Читаем The Historians' History of the World 01 полностью

A part of the relative neglect which has fallen to the lot of Diodorus may be ascribed to the manner of his handling. He threw his work into the form of annals, in which a chronological idea was predominant. He gives the history of a nation in a given year, and then turns aside to other nations, to follow the fortunes of each in turn over the same period. Necessarily, under such a treatment, the whole plan lacks continuity. One must break from one subject to another, must turn from Assyria to Egypt, from Greece to Rome, in order to follow the story through constantly broken chapters. Naturally, under such treatment, the reader’s interest flags. From a popular standpoint, such a treatment is clearly a mistake.

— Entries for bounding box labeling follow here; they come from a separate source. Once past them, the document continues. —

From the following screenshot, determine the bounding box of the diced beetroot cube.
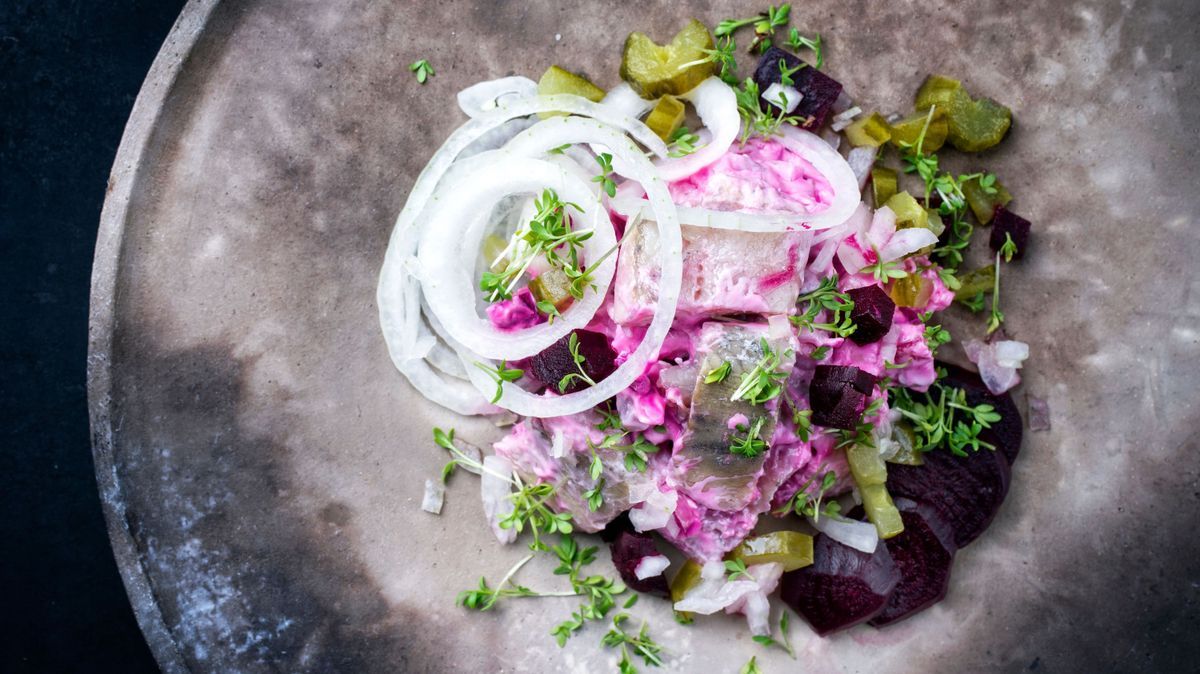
[529,330,617,393]
[812,365,875,395]
[608,531,671,597]
[754,47,841,128]
[846,285,896,345]
[988,206,1031,259]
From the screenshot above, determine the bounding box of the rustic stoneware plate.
[89,0,1200,672]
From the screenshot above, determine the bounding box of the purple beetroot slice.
[870,499,955,627]
[988,206,1032,259]
[608,531,671,597]
[846,285,896,347]
[937,361,1025,465]
[780,534,900,637]
[529,330,617,393]
[754,47,841,130]
[888,447,1010,548]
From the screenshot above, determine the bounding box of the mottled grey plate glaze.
[89,0,1200,672]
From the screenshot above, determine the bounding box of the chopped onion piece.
[806,514,880,554]
[634,554,671,580]
[458,76,538,118]
[762,82,804,114]
[421,477,446,514]
[479,455,517,543]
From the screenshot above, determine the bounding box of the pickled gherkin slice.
[884,192,929,229]
[846,113,892,148]
[888,421,925,465]
[892,108,950,155]
[913,74,962,110]
[962,177,1013,224]
[730,531,812,571]
[620,19,716,98]
[954,264,996,301]
[871,167,900,209]
[538,66,604,119]
[646,95,684,143]
[529,267,572,311]
[858,485,904,538]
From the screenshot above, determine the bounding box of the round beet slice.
[870,499,955,627]
[779,534,900,637]
[937,362,1025,465]
[608,531,671,597]
[888,447,1010,548]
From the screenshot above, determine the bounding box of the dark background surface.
[0,0,184,673]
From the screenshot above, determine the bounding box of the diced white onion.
[808,514,880,554]
[421,477,446,514]
[634,554,671,580]
[762,82,804,114]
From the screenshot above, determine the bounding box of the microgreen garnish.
[499,474,574,550]
[588,431,659,473]
[988,251,1004,335]
[600,613,662,674]
[730,416,767,458]
[733,78,800,145]
[479,188,588,302]
[751,608,796,660]
[592,152,617,198]
[475,361,524,404]
[558,332,596,393]
[892,385,1000,456]
[725,559,754,580]
[408,59,437,84]
[787,28,824,70]
[775,467,841,519]
[704,361,733,384]
[862,248,908,283]
[790,276,857,335]
[779,59,808,85]
[667,126,700,158]
[1000,231,1016,263]
[730,338,792,405]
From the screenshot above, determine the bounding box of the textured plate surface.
[90,0,1200,672]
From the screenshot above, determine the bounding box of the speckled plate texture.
[89,0,1200,673]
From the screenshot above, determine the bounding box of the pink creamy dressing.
[487,138,954,560]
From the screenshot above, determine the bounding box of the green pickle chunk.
[620,19,716,98]
[892,108,950,155]
[883,192,930,229]
[962,177,1013,224]
[529,267,574,311]
[728,531,812,571]
[646,95,684,143]
[846,444,904,538]
[871,167,900,209]
[538,66,604,119]
[846,113,892,148]
[954,264,996,301]
[913,74,962,110]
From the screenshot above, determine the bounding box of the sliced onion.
[460,118,683,419]
[659,77,742,182]
[458,76,538,118]
[808,514,880,554]
[634,554,671,580]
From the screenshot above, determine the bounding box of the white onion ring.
[376,95,667,415]
[658,77,742,181]
[458,76,538,118]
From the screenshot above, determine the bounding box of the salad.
[378,5,1031,672]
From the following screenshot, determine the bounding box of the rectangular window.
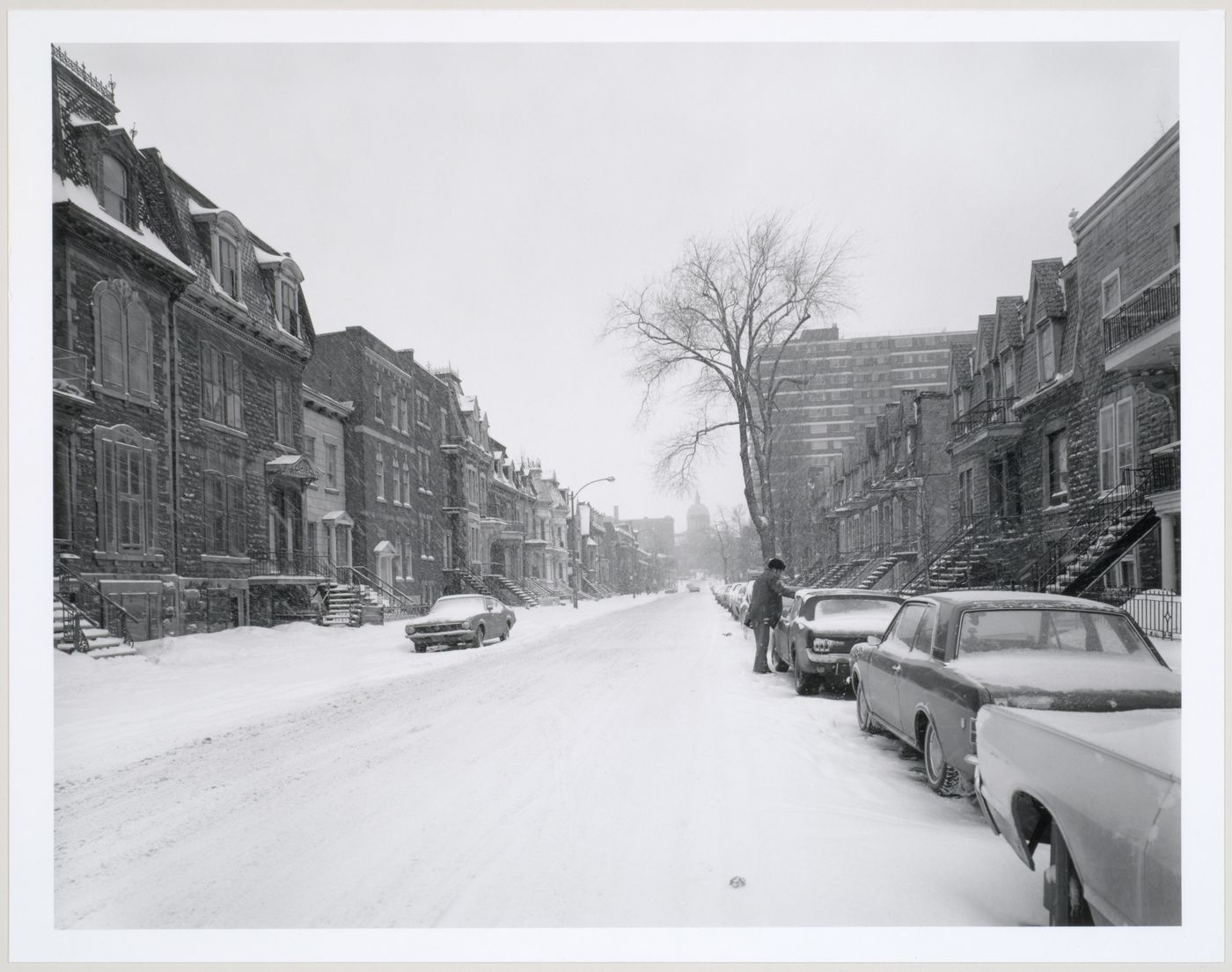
[1099,388,1133,490]
[274,378,296,449]
[218,237,239,301]
[1100,270,1121,317]
[1036,324,1057,384]
[95,428,155,553]
[278,280,299,338]
[326,442,338,489]
[201,447,246,557]
[1045,428,1069,507]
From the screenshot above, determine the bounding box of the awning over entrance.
[265,453,320,486]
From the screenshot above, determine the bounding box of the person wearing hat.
[744,557,796,674]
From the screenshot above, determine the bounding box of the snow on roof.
[69,111,132,141]
[253,244,290,267]
[52,176,197,276]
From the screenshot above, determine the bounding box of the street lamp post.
[569,476,616,610]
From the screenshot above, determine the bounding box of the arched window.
[93,280,154,402]
[99,153,133,225]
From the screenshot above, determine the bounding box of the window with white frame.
[1099,268,1121,318]
[216,234,241,301]
[92,280,154,402]
[1044,428,1069,507]
[326,441,338,489]
[278,277,301,338]
[99,151,133,225]
[93,425,158,554]
[201,446,246,557]
[1035,322,1057,384]
[201,344,244,428]
[274,378,297,449]
[1099,385,1134,490]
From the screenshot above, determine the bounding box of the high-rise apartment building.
[776,328,976,474]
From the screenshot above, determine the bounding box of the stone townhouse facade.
[303,384,355,576]
[305,326,456,607]
[921,126,1180,600]
[52,49,314,639]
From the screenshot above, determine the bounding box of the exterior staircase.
[1032,486,1159,596]
[52,597,136,658]
[856,553,905,590]
[320,582,359,628]
[483,574,539,607]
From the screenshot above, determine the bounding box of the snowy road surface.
[55,593,1046,929]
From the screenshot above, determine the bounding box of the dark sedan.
[851,590,1180,796]
[407,594,517,652]
[770,588,903,695]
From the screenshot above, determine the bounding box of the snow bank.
[55,595,671,778]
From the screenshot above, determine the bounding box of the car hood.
[800,605,898,638]
[949,652,1180,712]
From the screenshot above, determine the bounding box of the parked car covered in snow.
[851,590,1180,796]
[976,705,1180,925]
[770,588,903,695]
[407,594,517,652]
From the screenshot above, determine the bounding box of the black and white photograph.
[9,11,1225,962]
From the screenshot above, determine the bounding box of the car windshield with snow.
[770,588,903,695]
[851,591,1180,794]
[407,594,517,652]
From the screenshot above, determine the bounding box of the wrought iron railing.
[1104,267,1180,354]
[55,560,136,650]
[951,398,1014,440]
[1023,470,1151,591]
[52,347,90,396]
[1146,442,1180,493]
[1082,588,1180,638]
[247,551,338,581]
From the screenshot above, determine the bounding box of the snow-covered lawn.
[55,593,1143,959]
[55,595,665,778]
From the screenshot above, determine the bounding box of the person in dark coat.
[744,557,796,674]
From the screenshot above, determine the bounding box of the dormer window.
[216,234,240,301]
[99,153,133,225]
[278,280,299,338]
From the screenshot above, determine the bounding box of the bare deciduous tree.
[604,215,850,558]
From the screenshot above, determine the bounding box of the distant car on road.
[976,705,1182,925]
[770,588,903,695]
[851,590,1180,796]
[407,594,517,652]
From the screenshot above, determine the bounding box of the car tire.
[855,683,881,735]
[791,648,822,695]
[924,720,962,797]
[1044,821,1094,926]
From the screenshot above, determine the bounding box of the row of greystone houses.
[52,48,674,639]
[810,124,1180,625]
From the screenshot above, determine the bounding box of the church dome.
[685,494,709,533]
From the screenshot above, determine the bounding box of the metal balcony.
[950,398,1023,456]
[1104,267,1180,371]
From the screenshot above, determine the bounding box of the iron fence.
[1104,267,1180,354]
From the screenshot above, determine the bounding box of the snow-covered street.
[55,593,1047,929]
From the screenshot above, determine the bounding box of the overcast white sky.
[65,43,1179,530]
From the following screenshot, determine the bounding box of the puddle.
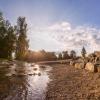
[0,63,51,100]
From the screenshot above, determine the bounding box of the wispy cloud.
[27,22,100,52]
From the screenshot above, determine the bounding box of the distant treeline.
[0,12,28,60]
[0,12,86,62]
[24,50,80,62]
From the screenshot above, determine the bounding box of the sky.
[0,0,100,52]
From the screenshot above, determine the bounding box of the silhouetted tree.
[81,46,86,58]
[0,13,16,59]
[16,17,28,60]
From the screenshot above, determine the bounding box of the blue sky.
[0,0,100,51]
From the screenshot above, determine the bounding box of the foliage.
[0,13,16,59]
[16,17,28,60]
[81,46,86,58]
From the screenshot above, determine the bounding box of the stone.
[85,62,97,72]
[70,61,74,66]
[75,63,84,69]
[96,64,100,73]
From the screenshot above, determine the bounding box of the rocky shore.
[46,64,100,100]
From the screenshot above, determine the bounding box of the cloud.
[27,22,100,52]
[46,22,100,52]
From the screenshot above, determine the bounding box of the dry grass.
[46,64,100,100]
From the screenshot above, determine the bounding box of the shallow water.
[0,62,51,100]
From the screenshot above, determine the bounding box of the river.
[0,62,51,100]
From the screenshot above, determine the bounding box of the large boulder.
[75,62,85,69]
[85,62,97,72]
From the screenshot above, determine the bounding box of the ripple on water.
[0,63,51,100]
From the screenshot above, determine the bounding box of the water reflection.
[0,62,51,100]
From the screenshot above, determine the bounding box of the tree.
[81,46,86,58]
[70,50,76,59]
[16,17,28,60]
[0,12,16,59]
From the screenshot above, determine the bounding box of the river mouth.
[0,62,51,100]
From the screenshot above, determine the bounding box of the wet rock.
[38,73,41,76]
[33,68,37,70]
[70,60,75,66]
[85,62,97,72]
[75,63,84,69]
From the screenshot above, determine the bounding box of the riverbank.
[46,64,100,100]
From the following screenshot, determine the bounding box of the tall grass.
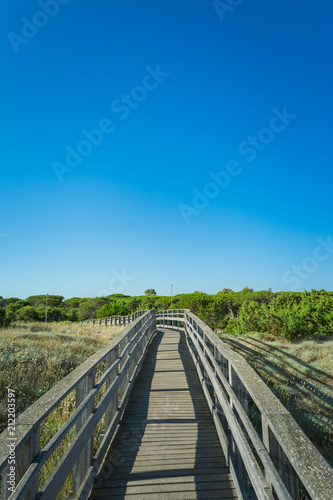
[221,334,333,466]
[0,323,123,500]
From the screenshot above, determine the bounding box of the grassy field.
[0,323,123,500]
[0,323,122,432]
[220,334,333,466]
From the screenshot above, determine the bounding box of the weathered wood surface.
[90,329,237,500]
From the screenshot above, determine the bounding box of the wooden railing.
[0,309,333,500]
[156,310,333,500]
[78,311,147,326]
[0,311,156,500]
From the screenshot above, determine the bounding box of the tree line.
[0,287,333,339]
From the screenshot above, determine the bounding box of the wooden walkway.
[90,329,237,500]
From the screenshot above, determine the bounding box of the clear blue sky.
[0,0,333,298]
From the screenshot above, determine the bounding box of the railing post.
[73,369,95,496]
[229,363,254,499]
[261,415,299,500]
[105,349,118,432]
[2,425,40,500]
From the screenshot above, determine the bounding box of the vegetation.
[0,286,333,340]
[0,323,122,432]
[0,322,122,500]
[221,334,333,466]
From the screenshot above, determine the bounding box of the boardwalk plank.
[90,329,237,500]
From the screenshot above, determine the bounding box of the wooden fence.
[156,310,333,500]
[78,311,147,326]
[0,311,156,500]
[0,309,333,500]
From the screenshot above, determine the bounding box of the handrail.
[78,310,148,326]
[0,311,156,500]
[0,309,333,500]
[157,310,333,500]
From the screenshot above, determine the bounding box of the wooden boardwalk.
[90,329,237,500]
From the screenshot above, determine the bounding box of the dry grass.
[221,334,333,465]
[0,323,123,500]
[0,323,123,431]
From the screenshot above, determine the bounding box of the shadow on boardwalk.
[90,330,237,500]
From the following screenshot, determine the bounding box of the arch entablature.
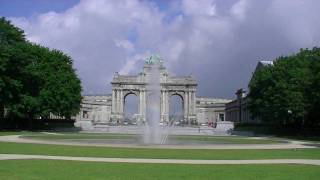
[111,62,197,123]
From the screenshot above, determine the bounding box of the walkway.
[0,154,320,166]
[0,135,316,149]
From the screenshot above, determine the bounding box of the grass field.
[0,132,320,180]
[22,133,285,144]
[0,142,320,159]
[0,160,320,180]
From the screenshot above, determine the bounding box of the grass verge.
[0,160,320,180]
[0,142,320,159]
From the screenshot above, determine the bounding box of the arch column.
[183,91,189,122]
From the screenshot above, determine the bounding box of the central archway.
[123,92,139,125]
[169,93,185,126]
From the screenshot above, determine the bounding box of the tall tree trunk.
[0,104,4,119]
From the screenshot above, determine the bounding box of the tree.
[0,19,81,128]
[0,18,25,118]
[249,48,320,125]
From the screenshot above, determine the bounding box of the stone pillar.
[138,90,143,122]
[119,90,124,115]
[140,90,147,121]
[111,89,116,113]
[164,91,169,122]
[183,91,189,122]
[160,90,164,122]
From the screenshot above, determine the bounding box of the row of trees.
[249,48,320,126]
[0,18,81,126]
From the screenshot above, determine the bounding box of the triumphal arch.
[75,55,230,130]
[111,55,197,124]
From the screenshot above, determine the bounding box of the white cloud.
[11,0,320,97]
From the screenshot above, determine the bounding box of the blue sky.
[0,0,79,17]
[0,0,320,99]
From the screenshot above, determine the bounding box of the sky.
[0,0,320,99]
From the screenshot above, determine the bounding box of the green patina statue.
[145,54,163,65]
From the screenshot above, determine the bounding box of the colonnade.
[111,88,196,124]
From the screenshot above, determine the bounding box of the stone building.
[75,55,230,127]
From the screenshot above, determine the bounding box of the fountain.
[143,55,167,144]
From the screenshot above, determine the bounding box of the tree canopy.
[0,18,81,123]
[249,48,320,125]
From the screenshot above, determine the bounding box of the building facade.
[225,61,273,123]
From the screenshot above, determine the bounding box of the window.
[82,111,89,118]
[219,113,224,121]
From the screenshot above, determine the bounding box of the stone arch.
[168,91,185,125]
[123,91,139,123]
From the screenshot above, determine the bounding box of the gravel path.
[0,154,320,166]
[0,135,316,149]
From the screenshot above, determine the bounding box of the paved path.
[0,135,316,149]
[0,154,320,166]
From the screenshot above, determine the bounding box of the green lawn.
[0,142,320,159]
[0,160,320,180]
[23,133,285,144]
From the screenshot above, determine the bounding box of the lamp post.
[284,109,292,124]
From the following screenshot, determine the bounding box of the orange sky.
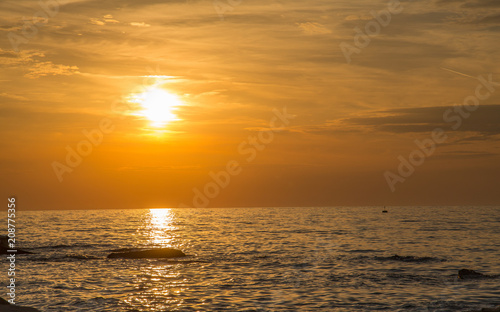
[0,0,500,209]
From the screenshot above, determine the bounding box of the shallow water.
[2,207,500,311]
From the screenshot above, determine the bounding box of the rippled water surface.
[2,207,500,311]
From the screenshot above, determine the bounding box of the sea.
[0,206,500,312]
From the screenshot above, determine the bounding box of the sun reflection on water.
[146,208,176,247]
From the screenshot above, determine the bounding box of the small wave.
[375,255,446,263]
[26,254,104,262]
[32,244,96,249]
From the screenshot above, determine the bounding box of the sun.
[130,87,182,127]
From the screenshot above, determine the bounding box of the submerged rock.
[108,248,186,259]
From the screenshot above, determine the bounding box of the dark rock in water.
[108,248,186,259]
[458,269,490,279]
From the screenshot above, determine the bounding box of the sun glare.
[131,87,182,127]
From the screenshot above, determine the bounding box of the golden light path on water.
[145,208,176,247]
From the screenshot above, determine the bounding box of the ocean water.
[1,207,500,311]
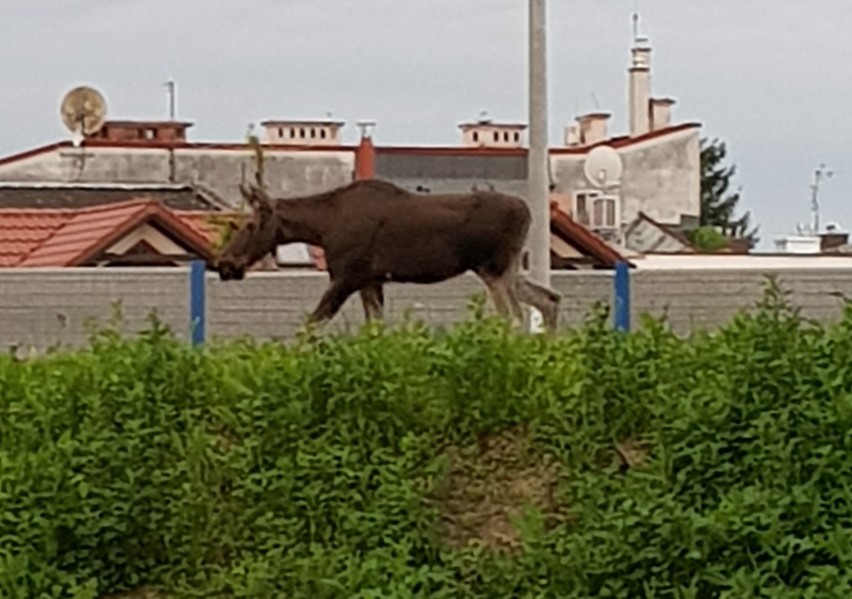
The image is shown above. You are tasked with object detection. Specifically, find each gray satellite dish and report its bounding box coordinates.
[59,85,106,144]
[583,146,624,189]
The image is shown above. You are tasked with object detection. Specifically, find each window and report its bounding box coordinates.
[594,196,618,229]
[573,191,600,227]
[573,190,618,229]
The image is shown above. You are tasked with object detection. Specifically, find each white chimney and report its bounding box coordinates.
[261,120,345,146]
[565,123,581,147]
[630,44,651,137]
[651,98,675,131]
[577,112,610,146]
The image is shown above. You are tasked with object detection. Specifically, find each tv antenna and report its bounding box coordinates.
[59,85,106,147]
[632,0,648,46]
[163,77,177,121]
[811,163,834,235]
[355,120,376,138]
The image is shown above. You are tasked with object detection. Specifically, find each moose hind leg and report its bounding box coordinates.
[359,284,385,320]
[308,280,355,324]
[481,276,521,326]
[513,275,562,333]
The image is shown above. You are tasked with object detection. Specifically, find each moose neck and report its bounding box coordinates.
[276,194,332,246]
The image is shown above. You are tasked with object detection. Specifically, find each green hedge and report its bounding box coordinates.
[0,288,852,599]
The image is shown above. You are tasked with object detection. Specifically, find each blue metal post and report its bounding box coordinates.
[189,260,207,345]
[614,261,630,331]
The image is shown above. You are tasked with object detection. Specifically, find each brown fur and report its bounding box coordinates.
[216,180,560,331]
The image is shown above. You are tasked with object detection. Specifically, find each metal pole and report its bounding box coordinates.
[189,260,207,345]
[613,260,630,331]
[527,0,550,331]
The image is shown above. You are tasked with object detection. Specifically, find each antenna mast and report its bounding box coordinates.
[633,0,639,44]
[811,163,834,235]
[165,77,175,120]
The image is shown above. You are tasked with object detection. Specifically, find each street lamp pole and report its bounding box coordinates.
[527,0,550,330]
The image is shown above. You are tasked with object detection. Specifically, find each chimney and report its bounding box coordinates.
[565,123,582,147]
[819,223,849,252]
[630,43,651,137]
[651,98,675,131]
[261,120,345,146]
[355,121,376,181]
[577,112,610,146]
[459,116,527,148]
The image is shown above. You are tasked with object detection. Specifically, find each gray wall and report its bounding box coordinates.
[551,130,701,225]
[376,152,527,197]
[0,147,355,206]
[0,268,852,350]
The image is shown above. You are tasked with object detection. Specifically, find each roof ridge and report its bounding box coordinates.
[0,196,164,216]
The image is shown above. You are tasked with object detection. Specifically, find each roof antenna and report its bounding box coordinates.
[633,0,639,44]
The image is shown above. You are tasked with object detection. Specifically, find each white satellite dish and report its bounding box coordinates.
[583,146,624,189]
[59,85,106,145]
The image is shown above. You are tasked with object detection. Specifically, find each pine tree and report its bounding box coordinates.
[699,138,760,248]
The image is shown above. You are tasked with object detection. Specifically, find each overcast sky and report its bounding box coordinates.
[0,0,852,247]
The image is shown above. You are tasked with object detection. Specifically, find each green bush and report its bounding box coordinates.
[0,288,852,599]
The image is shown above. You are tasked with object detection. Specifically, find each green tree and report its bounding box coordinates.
[699,138,760,248]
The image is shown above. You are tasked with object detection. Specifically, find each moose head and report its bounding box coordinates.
[216,185,278,281]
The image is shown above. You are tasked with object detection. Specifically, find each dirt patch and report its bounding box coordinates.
[434,430,560,551]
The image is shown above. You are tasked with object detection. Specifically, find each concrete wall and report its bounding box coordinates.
[376,148,527,197]
[551,129,701,225]
[0,268,852,350]
[0,147,355,206]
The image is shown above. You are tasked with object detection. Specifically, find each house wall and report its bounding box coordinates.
[0,264,852,350]
[0,147,355,207]
[551,129,701,225]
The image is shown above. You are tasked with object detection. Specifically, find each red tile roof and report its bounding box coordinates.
[0,199,220,267]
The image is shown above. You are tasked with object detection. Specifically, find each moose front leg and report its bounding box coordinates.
[360,283,385,320]
[308,279,355,324]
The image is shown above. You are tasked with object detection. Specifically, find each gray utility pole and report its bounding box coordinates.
[527,0,550,329]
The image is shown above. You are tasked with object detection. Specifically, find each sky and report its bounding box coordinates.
[0,0,852,249]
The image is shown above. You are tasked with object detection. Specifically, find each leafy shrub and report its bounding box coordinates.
[0,287,852,599]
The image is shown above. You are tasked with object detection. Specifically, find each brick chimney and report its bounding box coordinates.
[86,120,192,144]
[355,122,376,180]
[629,40,651,137]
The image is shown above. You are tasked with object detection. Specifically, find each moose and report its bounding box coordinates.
[214,179,561,332]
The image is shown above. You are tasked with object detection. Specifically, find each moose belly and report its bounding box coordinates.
[372,236,492,283]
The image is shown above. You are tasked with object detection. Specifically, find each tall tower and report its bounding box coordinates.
[628,5,651,137]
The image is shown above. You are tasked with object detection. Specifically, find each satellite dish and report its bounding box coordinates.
[59,85,106,140]
[583,146,624,189]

The plan of Herodotus, which took up the story of each nation, and carried it through a long period uninterruptedly, has many advantages; is infinitely more artistic. It is chiefly due to this treatment, rather than the actual phrasing of his story, that Herodotus has gained so much more universal fame than Diodorus; for in those parts of his history in which he does attempt a continuous narrative, Diodorus shows much skill as a story-teller. In the earlier portion of his work, that portion which, fortunately, has in the main been preserved to us, when dealing with what he regards as the fabulous history of the nations prior to the establishment of a fixed chronology, his narrative runs on continuously, suggesting in many ways that of the Father of History. It was so with his treatment of early Egypt, and with his even more interesting history of ancient Assyria. These parts alone of his work serve to make him one of the most important authors of antiquity whose writings have been preserved to us, and we shall have occasion to draw largely upon him for the history of this period.

What has just been said about the attitude of modern critics toward Diodorus must not be taken to imply that this earliest of great world historians has, on the whole, failed of an appreciative audience. The facts of the case amply refute such a supposition as this. An author writes to be read, and in the last resort the only valid criterion as to the value of his work is found in the preservation or neglect of that work by successive generations of readers.

Tested by this standard, very few of the ancient writers have obtained such a measure of appreciation as has been accorded to Diodorus. Something like three-fourths of what he wrote has been lost, it is true; but in fairly estimating the import of this, one must consider the bulk of what remains. The briefest comparison supplies us with some very interesting data. It appears that, of the entire series of the predecessors of Diodorus, no single historian has left us anything like a comparable bulk of extant matter. Only one predecessor in any field of literature, namely, Aristotle, greatly exceeds him in this regard, and a single other writer, Plato, about equals him. Turning to the contemporaries of Diodorus and to his successors in the use of the Greek language, a similar result is shown. A single writer exceeds him in output. This is Plutarch, the biographer and philosopher rather than historian proper. No other Greek writer in any field equals Diodorus, though two historians, Dion Cassius and Dionysius of Halicarnassus, are within hailing distance. When one reflects on the actual labour implied by the preservation of any manuscript throughout the long generations of the middle ages, these data speak volumes for the aggregate judgment passed upon the work of Diodorus by posterity. Of the long list of Greek historians,—a list mounting far into the hundreds, as proved by fragmentary remains,—only three as ancient as Diodorus have fared better than he, these three being Herodotus, Thucydides, and Xenophon. But the entire bulk of the works of these three writers does not so very greatly exceed the bulk of the extant writings of Diodorus. The works of Herodotus and Thucydides together do not comprise more matter than is contained in books eleven to twenty of Diodorus, which are preserved en bloc.